Plaintiff met his burden of establishing a prima facie case. Mopkins belongs to a racial minority and he performed his assigned tasks adequately. See McDonnell Douglas Corp. v. Green, 411 U.S. 792, 802, 93 S.Ct. 1817, 36 L.Ed.2d 668 (1973). The burden then shifted to the employer to show a business necessity to justify plaintiff's discharge. It is well settled that when subjective reasons are urged as justifying a discharge courts should strictly scrutinize their validity to ensure they are not merely a pretext for discrimination. It is obvious the district court failed to do so. If a reviewing court does not carefully review such cases, then racially motivated discharges may be masked under the weakest of reasons such as personality, speech, environment, or appearance. Cf. Smith v. Board of Education, 365 F.2d 770, 782 (8th Cir. 1966).1 When such reasons are used as the basis of a discharge of a minority employee the record should demonstrate by clear and convincing proof that the criterion is related to a real business need and is not pretextual.
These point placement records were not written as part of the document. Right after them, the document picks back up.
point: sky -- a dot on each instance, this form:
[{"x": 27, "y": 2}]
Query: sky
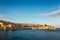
[{"x": 31, "y": 11}]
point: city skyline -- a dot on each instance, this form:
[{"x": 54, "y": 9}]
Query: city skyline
[{"x": 31, "y": 11}]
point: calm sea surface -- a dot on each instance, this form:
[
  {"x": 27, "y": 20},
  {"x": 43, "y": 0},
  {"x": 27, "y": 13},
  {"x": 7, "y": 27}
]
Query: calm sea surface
[{"x": 30, "y": 35}]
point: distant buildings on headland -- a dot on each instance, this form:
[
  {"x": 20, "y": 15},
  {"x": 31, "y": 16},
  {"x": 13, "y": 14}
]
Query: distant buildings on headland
[{"x": 5, "y": 26}]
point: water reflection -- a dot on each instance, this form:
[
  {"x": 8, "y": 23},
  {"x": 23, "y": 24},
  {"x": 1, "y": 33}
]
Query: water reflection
[{"x": 30, "y": 35}]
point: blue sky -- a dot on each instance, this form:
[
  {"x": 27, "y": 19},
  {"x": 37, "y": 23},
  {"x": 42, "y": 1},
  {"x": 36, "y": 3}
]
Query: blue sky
[{"x": 31, "y": 11}]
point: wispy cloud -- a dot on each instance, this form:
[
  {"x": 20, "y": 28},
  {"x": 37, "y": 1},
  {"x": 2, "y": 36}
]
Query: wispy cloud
[{"x": 53, "y": 13}]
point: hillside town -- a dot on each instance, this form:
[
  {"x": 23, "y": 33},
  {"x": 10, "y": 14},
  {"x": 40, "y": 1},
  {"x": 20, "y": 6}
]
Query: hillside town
[{"x": 8, "y": 26}]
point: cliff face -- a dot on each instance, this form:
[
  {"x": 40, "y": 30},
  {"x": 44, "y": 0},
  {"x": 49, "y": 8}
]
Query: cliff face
[{"x": 4, "y": 25}]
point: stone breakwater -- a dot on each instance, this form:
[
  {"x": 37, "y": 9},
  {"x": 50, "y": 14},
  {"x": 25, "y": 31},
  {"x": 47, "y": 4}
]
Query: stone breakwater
[{"x": 5, "y": 25}]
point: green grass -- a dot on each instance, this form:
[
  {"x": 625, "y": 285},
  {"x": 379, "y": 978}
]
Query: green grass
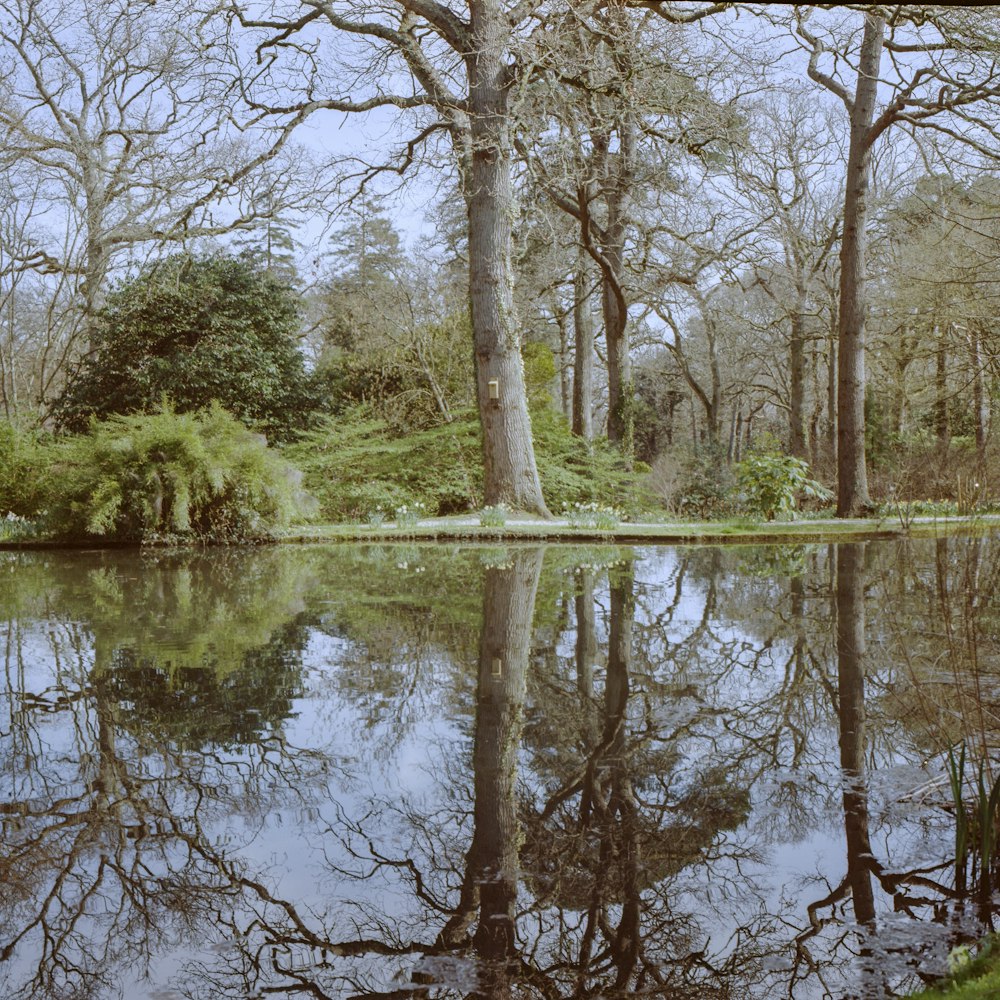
[
  {"x": 527, "y": 529},
  {"x": 977, "y": 980},
  {"x": 705, "y": 531}
]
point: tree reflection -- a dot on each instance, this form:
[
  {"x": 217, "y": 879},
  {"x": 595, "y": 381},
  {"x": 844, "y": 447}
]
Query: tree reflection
[
  {"x": 637, "y": 745},
  {"x": 103, "y": 848}
]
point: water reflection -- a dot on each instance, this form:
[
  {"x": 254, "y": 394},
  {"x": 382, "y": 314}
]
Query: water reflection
[{"x": 512, "y": 772}]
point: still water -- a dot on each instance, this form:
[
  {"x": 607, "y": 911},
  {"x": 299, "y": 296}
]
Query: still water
[{"x": 527, "y": 772}]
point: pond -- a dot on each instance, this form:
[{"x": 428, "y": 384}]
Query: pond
[{"x": 512, "y": 771}]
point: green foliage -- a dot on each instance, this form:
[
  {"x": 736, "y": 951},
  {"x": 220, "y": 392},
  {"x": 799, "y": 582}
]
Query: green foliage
[
  {"x": 973, "y": 977},
  {"x": 705, "y": 484},
  {"x": 539, "y": 372},
  {"x": 196, "y": 330},
  {"x": 592, "y": 515},
  {"x": 575, "y": 471},
  {"x": 169, "y": 476},
  {"x": 771, "y": 484},
  {"x": 25, "y": 479},
  {"x": 359, "y": 463}
]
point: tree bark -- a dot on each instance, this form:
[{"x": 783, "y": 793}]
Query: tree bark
[
  {"x": 510, "y": 472},
  {"x": 942, "y": 425},
  {"x": 980, "y": 405},
  {"x": 797, "y": 438},
  {"x": 583, "y": 359},
  {"x": 852, "y": 475}
]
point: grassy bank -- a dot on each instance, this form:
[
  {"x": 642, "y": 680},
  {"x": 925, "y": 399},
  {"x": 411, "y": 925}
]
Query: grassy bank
[
  {"x": 527, "y": 529},
  {"x": 537, "y": 529},
  {"x": 979, "y": 979}
]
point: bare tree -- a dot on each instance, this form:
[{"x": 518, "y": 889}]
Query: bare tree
[
  {"x": 942, "y": 75},
  {"x": 123, "y": 134},
  {"x": 460, "y": 75}
]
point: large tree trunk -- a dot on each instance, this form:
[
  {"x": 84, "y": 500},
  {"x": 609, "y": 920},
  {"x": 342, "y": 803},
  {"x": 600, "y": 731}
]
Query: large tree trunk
[
  {"x": 942, "y": 423},
  {"x": 510, "y": 473},
  {"x": 980, "y": 405},
  {"x": 797, "y": 443},
  {"x": 852, "y": 476},
  {"x": 583, "y": 360},
  {"x": 615, "y": 308}
]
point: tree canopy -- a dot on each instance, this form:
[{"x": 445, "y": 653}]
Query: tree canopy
[{"x": 196, "y": 330}]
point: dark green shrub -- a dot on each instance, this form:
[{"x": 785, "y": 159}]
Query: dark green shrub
[
  {"x": 357, "y": 463},
  {"x": 772, "y": 484},
  {"x": 704, "y": 484},
  {"x": 575, "y": 471},
  {"x": 25, "y": 480},
  {"x": 196, "y": 330},
  {"x": 171, "y": 476}
]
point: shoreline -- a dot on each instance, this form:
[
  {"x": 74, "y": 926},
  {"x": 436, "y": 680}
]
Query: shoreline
[{"x": 467, "y": 529}]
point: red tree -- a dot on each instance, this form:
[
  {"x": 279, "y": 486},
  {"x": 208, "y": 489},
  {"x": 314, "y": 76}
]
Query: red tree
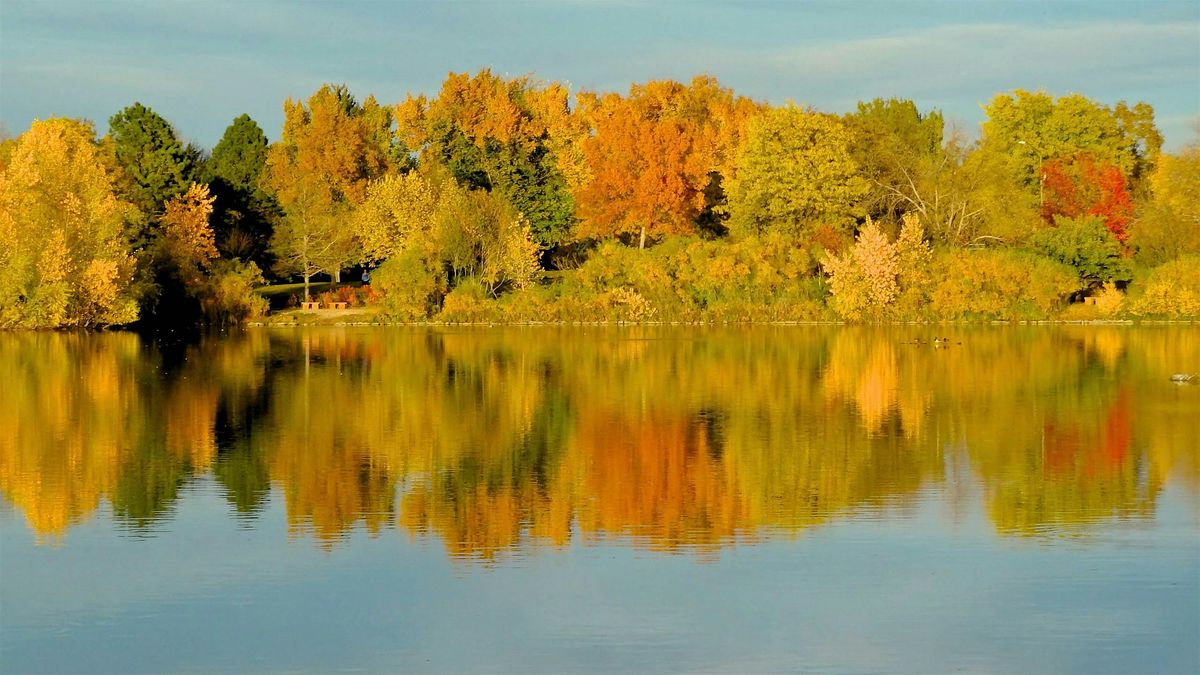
[{"x": 1080, "y": 185}]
Where, as here, uncorroborated hearsay is credited and minor deficiencies in job performance are urged without a good faith attempt on the employer's part to apprise the employee of the alleged deficiencies the law requires more to justify a discharge. See Albemarle Paper Co. v. Moody, 422 U.S. 405, 432 n. 30, 95 S.Ct. 2362, 45 L.Ed.2d 280 (1975); Rogers v. International Paper Co., 510 F.2d 1340, 1345-46 (8th Cir.), vacated on other grounds, 423 U.S. 809, 96 S.Ct. 19, 46 L.Ed.2d 29 (1975); Robinson v. Union Carbide Corp., 538 F.2d 652, 662 (5th Cir. 1976), modified, 544 F.2d 1258, cert. denied, --- U.S. ----, 98 S.Ct. 65, 54 L.Ed.2d 78 (1977).


I would reverse.


Judge Blackmun (now Mr. Justice Blackmun) then wrote:

However, in this day race per se is an impermissible criterion for judging either an applicant's qualifications or the district's needs. And this applies equally to considerations described as environment or ability to communicate or speech patterns or capacity to establish rapport with pupils when these descriptions amount only to euphemistic references to actual or assumed racial distinctions.

Smith v. Board of Education, 365 F.2d 770, 782 (8th Cir. 1966).